10. Les parcs éoliens terrestres soumis à déclaration ne figurent pas au tableau annexé à l'article R. 122-2 du code de l'environnement, la rubrique 59 de ce tableau, relative aux travaux, soumettant à une évaluation environnementale les projets dont la superficie de plancher est supérieure à 40 000 m² et à un examen au cas par cas ceux qui créent une superficie de plancher supérieure à 10 000 m² et inférieure à 40 000 m². Or la superficie totale autorisée par les permis en litige est inférieure au plus faible de ces seuils.

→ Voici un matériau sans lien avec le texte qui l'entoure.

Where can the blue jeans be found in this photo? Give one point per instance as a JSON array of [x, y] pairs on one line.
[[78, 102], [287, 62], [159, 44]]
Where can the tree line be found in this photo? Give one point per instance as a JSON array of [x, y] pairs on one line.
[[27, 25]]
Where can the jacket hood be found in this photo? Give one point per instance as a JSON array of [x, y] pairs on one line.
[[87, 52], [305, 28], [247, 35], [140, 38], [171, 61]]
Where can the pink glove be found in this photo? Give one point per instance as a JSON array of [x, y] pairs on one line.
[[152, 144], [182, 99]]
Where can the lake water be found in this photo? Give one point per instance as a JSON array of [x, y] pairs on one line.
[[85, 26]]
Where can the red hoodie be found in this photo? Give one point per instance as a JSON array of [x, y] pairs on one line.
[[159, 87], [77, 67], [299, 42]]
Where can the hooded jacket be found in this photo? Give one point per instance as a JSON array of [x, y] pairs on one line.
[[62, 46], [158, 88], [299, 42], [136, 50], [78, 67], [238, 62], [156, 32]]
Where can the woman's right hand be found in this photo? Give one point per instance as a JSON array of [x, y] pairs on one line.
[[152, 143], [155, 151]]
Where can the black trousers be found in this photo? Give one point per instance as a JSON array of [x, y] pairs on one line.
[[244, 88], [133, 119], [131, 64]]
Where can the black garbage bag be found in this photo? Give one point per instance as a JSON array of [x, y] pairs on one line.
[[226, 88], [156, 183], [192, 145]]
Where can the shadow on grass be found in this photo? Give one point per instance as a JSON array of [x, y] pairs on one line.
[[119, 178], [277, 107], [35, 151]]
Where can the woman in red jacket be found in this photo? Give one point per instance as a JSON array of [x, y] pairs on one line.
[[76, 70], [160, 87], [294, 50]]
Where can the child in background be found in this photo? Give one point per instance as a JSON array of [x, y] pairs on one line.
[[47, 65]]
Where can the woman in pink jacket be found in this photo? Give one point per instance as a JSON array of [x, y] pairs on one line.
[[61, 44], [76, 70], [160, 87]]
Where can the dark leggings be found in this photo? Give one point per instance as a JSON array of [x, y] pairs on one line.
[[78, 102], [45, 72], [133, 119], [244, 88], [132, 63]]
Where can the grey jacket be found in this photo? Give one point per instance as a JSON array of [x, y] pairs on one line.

11. Les parcs éoliens terrestres ne sont pas davantage au nombre des projets mentionnés par les dispositions de l'arrêté du 18 février 2011 du préfet du Pas-de-Calais fixant la liste prévue au 2° du III de l'article L. 414-4 du code de l'environnement.

12. Enfin, si le site d'implantation du projet est situé à proximité du site Natura 2000 des coteaux de Dannes et Camiers, l'éolienne la plus proche se situant à 200 mètres et la plus éloignée à 1 kilomètre, le groupement requérant, qui invoque le IV bis de l'article L. 414-4 du code de l'environnement, n'établit pas que les ouvrages ainsi autorisés affecteraient de manière significative le site Natura 2000 situé à proximité et l'étude produite par la société pétitionnaire, même si sa partie relative à l'avifaune ne concerne que la période d'août à novembre 2016, comporte une analyse des effets du projet sur le milieu naturel qui ne fait pas apparaître des difficultés.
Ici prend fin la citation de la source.